Vine shoots from pruning: an undervalued resource
The surface devoted to vineyards in Spain in 2018 was approximately 7,450,000 ha, according to the International Organisation of Vine and Wine (OIV). It is estimated that vineyard pruning generates between 1.7 and 3.0 tons vine shoots per hectare, depending on the type of vine conduction employed. Frequently, vine shoots are burned in a controlled way on the fields, thus causing environmental problems associated with the emission of greenhouse gases (GHG). In addition, other current applications of vine shoots include composting to obtain agricultural fertiliser and energetic use as biomass in thermal end electric facilities.
The project Biovino proposes an alternative application of greater added value for vine shoots, consisting in their use in bioconversion processes to obtain butanol by ABE fermentation.
Butanol production from vine shoots
Project Biovino collected vine shoots from pruning activities at ITACyL experimental fields (Zamadueñas Farm, Valladolid, Spain). These vine shoots contained about 50% total carbohydrates (33% cellulose, 11% hemicellulose).

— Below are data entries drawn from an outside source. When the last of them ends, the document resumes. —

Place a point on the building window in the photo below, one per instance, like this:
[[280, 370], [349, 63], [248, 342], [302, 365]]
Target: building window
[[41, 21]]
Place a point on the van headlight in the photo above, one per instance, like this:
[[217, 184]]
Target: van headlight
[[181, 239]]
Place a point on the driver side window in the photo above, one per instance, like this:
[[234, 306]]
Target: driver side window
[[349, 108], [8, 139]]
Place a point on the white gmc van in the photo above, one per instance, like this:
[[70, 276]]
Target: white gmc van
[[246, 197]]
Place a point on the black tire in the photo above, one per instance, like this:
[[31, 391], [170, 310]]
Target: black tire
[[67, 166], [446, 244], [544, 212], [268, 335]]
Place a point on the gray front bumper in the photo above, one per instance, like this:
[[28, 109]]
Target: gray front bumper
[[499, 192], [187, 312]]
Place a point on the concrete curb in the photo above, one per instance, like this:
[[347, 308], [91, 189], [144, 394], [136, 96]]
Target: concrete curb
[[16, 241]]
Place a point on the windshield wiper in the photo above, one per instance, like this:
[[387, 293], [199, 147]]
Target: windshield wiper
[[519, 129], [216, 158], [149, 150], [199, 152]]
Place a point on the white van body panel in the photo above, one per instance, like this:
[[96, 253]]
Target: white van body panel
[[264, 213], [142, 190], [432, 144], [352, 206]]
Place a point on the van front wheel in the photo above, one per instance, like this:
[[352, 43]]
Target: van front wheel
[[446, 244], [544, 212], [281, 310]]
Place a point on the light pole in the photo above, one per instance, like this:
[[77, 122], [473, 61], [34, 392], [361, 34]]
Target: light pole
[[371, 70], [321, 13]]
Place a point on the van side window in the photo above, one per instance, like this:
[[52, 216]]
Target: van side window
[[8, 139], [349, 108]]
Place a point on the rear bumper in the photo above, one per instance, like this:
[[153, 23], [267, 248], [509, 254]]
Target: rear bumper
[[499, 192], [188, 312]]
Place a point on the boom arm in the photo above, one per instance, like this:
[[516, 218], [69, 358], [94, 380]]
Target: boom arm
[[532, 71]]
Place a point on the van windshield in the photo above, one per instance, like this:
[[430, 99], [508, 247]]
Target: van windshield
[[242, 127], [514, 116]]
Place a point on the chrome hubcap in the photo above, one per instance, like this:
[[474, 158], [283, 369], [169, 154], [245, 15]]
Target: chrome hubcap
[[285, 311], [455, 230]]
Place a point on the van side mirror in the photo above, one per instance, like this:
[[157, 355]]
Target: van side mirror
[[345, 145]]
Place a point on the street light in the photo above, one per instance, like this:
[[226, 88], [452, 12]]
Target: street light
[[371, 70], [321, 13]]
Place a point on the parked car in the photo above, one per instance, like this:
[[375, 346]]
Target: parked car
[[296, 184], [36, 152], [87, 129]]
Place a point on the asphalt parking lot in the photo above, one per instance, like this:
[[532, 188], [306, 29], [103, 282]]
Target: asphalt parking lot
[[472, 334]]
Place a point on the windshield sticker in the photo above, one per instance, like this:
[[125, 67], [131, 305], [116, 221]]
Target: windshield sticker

The studies were focused on the optimisation of vine shoot pretreatment (in order to get high sugar concentrations and low inhibitor concentrations), on the selection of an adequate Clostridium strain and on cost reduction during fermentation. Thanks to these optimisation works, it was possible to obtain 7-9 g/L butanol from vine shoot hydrolysate, adding only an ammonium salt and an iron salt. Fermentation pH was controlled by using food wastes rich in calcium carbonate (egg shells). The butanol concentrations reached in this experiment are very promising, since they are similar to the values reported for ABE fermentation of other agrifood wastes worldwide.
This is the first time that butanol is obtained from vine shoots and it must be highlighted that the ABE concentrations obtained were high for a lignocellulosic biomass. Similarly, it was confirmed that it is possible to cut on reagent costs by adding less nutrients. Therefore, vine shoots could be an interesting feedstock for biorefineries in the future, which could be beneficial for winegrowers.